假设数据集 $\boldsymbol{X}$ 的第 $k$ 个属性值为 Ordinal categorical variable，可以将该属性的排序值（Rank）作为变量值，然后再当作连续变量处理，即：

\[x_{i,k}' = R(x_{i,k}), \quad \forall \ i \]

其中，$R(x_{i,k})$ 表示样本 $\boldsymbol{x}$ 的第 $k$ 个属性的属性值 $x_{i,k}$ 在所数据集中的排序值。

或者计算（Hastie et al, 2009）：

\[x_{i,k}' = \frac{R(x_{i,k})-\frac{1}{2}}{L}, \quad \forall \ i \]

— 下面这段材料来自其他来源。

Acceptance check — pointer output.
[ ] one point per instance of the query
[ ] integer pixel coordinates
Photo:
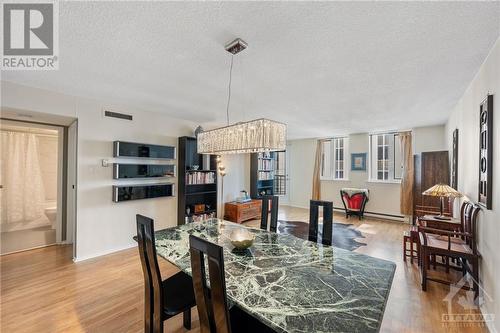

其中，$L$ 表示数据集 $\boldsymbol{X}$ 中属性 $k$ 的种类总数。

1.4.2 Nominal variable

VDM (Value Difference Metric)：

假设数据集 $\mathbf{X}$ 的第 $k$ 个属性为离散变量，对于两个样本 $\boldsymbol{x}_i$ 和 $\boldsymbol{x}_j$ 其属性 $k$ 的值分别为 $a$ 和 $b$，即 $x_{i,k}=a, $x_{j,k}=b$；定义以下变量

$m_{k,a}$ 表示在属性 $k$ 上取值为 $a$ 的样本数
$m_{k,a,l}$ 表示在第 $l$ 个样本簇中在属性 $k$ 上取值为 $a$ 的样本数
$L$ 为样本簇数

\[\mathrm{VDM}_p(x_{i,k}, x_{j,k}) = \mathrm{VDM}_p(a, b) = \sum_{l=1}^{L} \left| \frac{m_{k,a,l}}{m_{k,a}} - \frac{m_{k,b,l}}{m_{k,b}} \right|^{p} \]

1.5 混合变量

闵可夫斯基距离和 VDM 结合。假设数据集有 $K_c$ 个连续变量，$K-K_c$ 个离散变量，则有

\[\text{MinkovDM}_{p} (\boldsymbol{x}_{i}, \boldsymbol{x}_{j}) = \left[\sum_{k=1}^{K_{c}} \left|x_{i, k}-x_{j, k} \right|^{p} + \sum_{k=K_{c}+1}^{K} \text{VDM}_{p} \left(x_{i, k}, x_{j, k} \right) \right]^{\frac{1}{p}} \]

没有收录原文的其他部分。